44. Süß, a village that moved from Thüringen to Hessen, with Weißenborns and all.


Posted on Facebook on 4 January 2018.

One of the 28 men I have included on the first map who carried either the name Wittenborn (in green) or Weißenborn (in red) in 1618, at the start of the Thirty Years' War, is Andreas Weißenborn. I have taken the data about Andreas and his descendants partly from Heritage and the remainder from open sources. The persons who have provided these data state that Andreas and his son Johannes were born in Nentershausen in about 1605 and 1630, respectively. The first hard data are however the marriage of Johannes and Ursula Lang in nearby Süß - see the second map - on 8 February 1658 and the baptism in Süß of their daughter Veronica on 10 December 1658.

Andreas Weißenborn was most likely alive in 1639. Nentershausen is currently part of Hessen. Andreas is however not mentioned in the transcription of the Hessische Mannschaftsregister of 1639 made by Hilmar Milbradt in 1959. A scan of this transcription can be found here.

Was Nentershausen part of Hessen in 1639? Politically yes, but in practice not yet. The family von Baumbach had lent Nentershausen and several neighbouring villages from the monastery Hersfeld at least since 1365, and held both the higher and lower jurisdiction. In 1578 the von Baumbachs were forced to yield the higher jurisdiction to Landgrave Wilhelm IV of Hesse-Kassel, who included Nentershausen politically within Amt Sontra. The von Baumbachs kept the lower jurisdiction until 1806. Meanwhile the monastery Hersfeld became the princedom Hersfeld at the death of abbot Joachim Röll in 1606, as he had nominated prince Otto von Hessen, grandson of Wilhelm IV, as administrator of the abbey and hence effectively as his successor. When Otto died in 1617, at the tender age of 22, the princedom Hersfeld and the title legally fell to the house Hesse-Kassel. However, this was sanctioned only in 1648, after the Thirty Years' War.

If Andreas and his son Johannes lived in Nentershausen in 1639, they were in a factual no-mans land. They may however have lived in nearby Süß, which was firmly part of Thüringen until 1733, when Landgrave Friedrich von Hessen dropped his claims on Amt Hausbreitenbach and received among others this village as compensation. They would have been better off in Süß: Thüringen suffered much less in the Thirty Years' War than Hessen, as it was predominantly Lutheran while Hessen was predominantly Calvinist. The Calvinists were disliked by all other parties, while the Lutherans got along quite well with most other parties.

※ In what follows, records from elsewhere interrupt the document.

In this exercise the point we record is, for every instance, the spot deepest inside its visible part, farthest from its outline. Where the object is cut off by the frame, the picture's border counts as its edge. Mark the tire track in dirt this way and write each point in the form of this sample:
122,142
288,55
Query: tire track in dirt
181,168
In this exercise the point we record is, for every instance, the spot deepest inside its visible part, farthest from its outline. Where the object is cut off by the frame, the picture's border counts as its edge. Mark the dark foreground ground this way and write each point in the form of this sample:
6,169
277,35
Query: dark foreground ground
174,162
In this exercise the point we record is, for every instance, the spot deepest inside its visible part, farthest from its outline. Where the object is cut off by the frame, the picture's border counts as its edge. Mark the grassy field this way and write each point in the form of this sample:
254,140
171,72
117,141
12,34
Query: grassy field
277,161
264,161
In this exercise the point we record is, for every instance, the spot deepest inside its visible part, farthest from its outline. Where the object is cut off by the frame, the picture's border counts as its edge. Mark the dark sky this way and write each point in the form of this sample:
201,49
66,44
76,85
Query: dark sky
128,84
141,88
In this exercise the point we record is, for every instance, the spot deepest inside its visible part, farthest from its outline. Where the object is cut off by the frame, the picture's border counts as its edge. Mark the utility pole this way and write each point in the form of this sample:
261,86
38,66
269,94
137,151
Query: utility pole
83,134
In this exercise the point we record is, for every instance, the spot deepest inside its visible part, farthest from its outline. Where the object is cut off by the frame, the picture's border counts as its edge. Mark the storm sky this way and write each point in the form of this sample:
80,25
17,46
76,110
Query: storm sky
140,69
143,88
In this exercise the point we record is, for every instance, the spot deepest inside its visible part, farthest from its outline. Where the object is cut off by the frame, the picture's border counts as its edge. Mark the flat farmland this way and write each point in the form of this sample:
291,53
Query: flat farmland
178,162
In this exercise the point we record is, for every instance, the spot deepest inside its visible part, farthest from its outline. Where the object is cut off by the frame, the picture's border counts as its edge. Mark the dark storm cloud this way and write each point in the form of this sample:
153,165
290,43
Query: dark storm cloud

Why are Andreas and Johannes and the village of Süß of interest? Because it seems that, apart from a few missing links, Andreas and Johannes are forebears and Süß the ancestral village of a family tree of some 150 persons, with major branches in Hazleton in Luzerne County, Pennsylvania and Iba in Hesse-Kassel. Both branches very likely have descendants in the present time.

I may add that the data about Andreas and his descendants took me well above the 9000th entry in my database. If my estimate of 10,000 Wittenborns and Weis(s)enborns c.q. Weißenborns from 1600 to the present day holds good, there are only some 1000 more persons to find and my research is already 90% done. Once this project is finished and published, I will miss it dearly.